La France craint une nouvelle hausse de l'abstention

  • A
  • A
La France craint une nouvelle hausse de l'abstention
Partagez sur :

Le scrutin européen du 7 juin en France qui risque d'être marqué par une abstention record. Le Parlement européen a pourtant un rôle politique croissant du Parlement européen et son influence dans la vie quotidienne est de plus en plus importante.

Le scrutin du 7 juin en France risque d'être marqué par une abstention record malgré. L'abstention a déjà atteint un record de 57,2% en 2004. Les derniers sondages prévoient un taux supérieur cette année.

La tendance s'est aggravée d'un scrutin européen à l'autre : de 39,3% pour les premières élections européennes au suffrage universel en 1979, l'abstention atteint 43,3% en 1984 et dépasse pour la première fois la barre des 50% en 1989 (51,3%) pour arriver à 53,2% en 1999. En cause, le manque d’identification des électeurs aux huit circonscriptions totalement artificielles. Ainsi la circonscription du Nord-Ouest (10 sièges) regroupe quatre régions: Basse-Normandie, Haute-Normandie, Nord-Pas-de-Calais et Picardie. La circonscription Est en rassemble cinq pour neuf sièges: Alsace, Bourgogne, Champagne-Ardenne, Franche-Comté et Lorraine. Seule la circonscription Ile-de-France correspond à la région du même nom. L'objectif du législateur en créant ces super-circonscriptions était pourtant de rapprocher les élus des électeurs.

Autre élément démobilisateur, les électeurs n'ont plus de nouvelles de leurs élus, absorbés par leur travail à Bruxelles ou à Strasbourg, pendant cinq ans, la durée de leur mandat. Face à cette situation, les partis politiques semblent opter pour la prudence, choisissant souvent de lancer leur campagne à la dernière minute. Onze d'entre eux vont présenter des listes.

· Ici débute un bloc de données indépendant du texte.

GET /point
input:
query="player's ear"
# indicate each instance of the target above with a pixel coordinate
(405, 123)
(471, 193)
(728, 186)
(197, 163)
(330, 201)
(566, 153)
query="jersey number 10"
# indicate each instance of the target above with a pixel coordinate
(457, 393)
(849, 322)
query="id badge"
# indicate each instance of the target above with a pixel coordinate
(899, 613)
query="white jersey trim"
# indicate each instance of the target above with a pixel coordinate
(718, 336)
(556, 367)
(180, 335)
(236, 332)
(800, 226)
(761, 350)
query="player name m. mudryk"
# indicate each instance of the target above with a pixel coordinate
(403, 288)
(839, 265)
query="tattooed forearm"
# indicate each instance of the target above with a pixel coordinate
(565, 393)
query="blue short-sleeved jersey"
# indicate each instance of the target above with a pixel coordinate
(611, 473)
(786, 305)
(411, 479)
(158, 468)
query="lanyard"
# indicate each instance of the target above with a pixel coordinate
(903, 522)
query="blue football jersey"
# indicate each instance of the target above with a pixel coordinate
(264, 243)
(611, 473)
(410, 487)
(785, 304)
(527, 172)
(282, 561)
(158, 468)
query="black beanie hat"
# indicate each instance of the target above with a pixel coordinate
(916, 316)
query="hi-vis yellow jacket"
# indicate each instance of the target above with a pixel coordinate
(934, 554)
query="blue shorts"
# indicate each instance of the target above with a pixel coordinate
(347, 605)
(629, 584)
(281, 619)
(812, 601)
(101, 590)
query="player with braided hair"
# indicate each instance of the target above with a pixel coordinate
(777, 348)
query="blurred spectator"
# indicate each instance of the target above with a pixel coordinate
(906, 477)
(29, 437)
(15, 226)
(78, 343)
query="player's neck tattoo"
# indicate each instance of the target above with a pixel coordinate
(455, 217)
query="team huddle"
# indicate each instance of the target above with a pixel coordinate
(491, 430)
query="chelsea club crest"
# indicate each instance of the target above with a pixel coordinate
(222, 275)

Ce sont, de gauche à droite de l'échiquier, Lutte Ouvrière (LO), le Nouveau Parti Anticapitaliste (NPA), le Front de Gauche, Europe écologie, le Parti socialiste, le Mouvement démocrate (MoDem) de François Bayrou, l'UMP avec son allié le Nouveau centre, Debout La République (DLR) du souverainiste Nicolas Dupont-Aignan, l'union du Mouvement pour la France (MPF) de Philippe de Villiers et de Chasse Pêche Nature et Traditions (CPNT) au sein de la liste Libertas, et le Front National (FN).

Sur 139 candidats en position éligible (en 1ère et deuxième position, et pour certains partis 3e place), 33 sont des députés sortants. La France n’occupera que 72 sièges, contre 78 en 2004, et 87 en 1999, afin de faire de la place aux élus des nouveaux Etats-membres.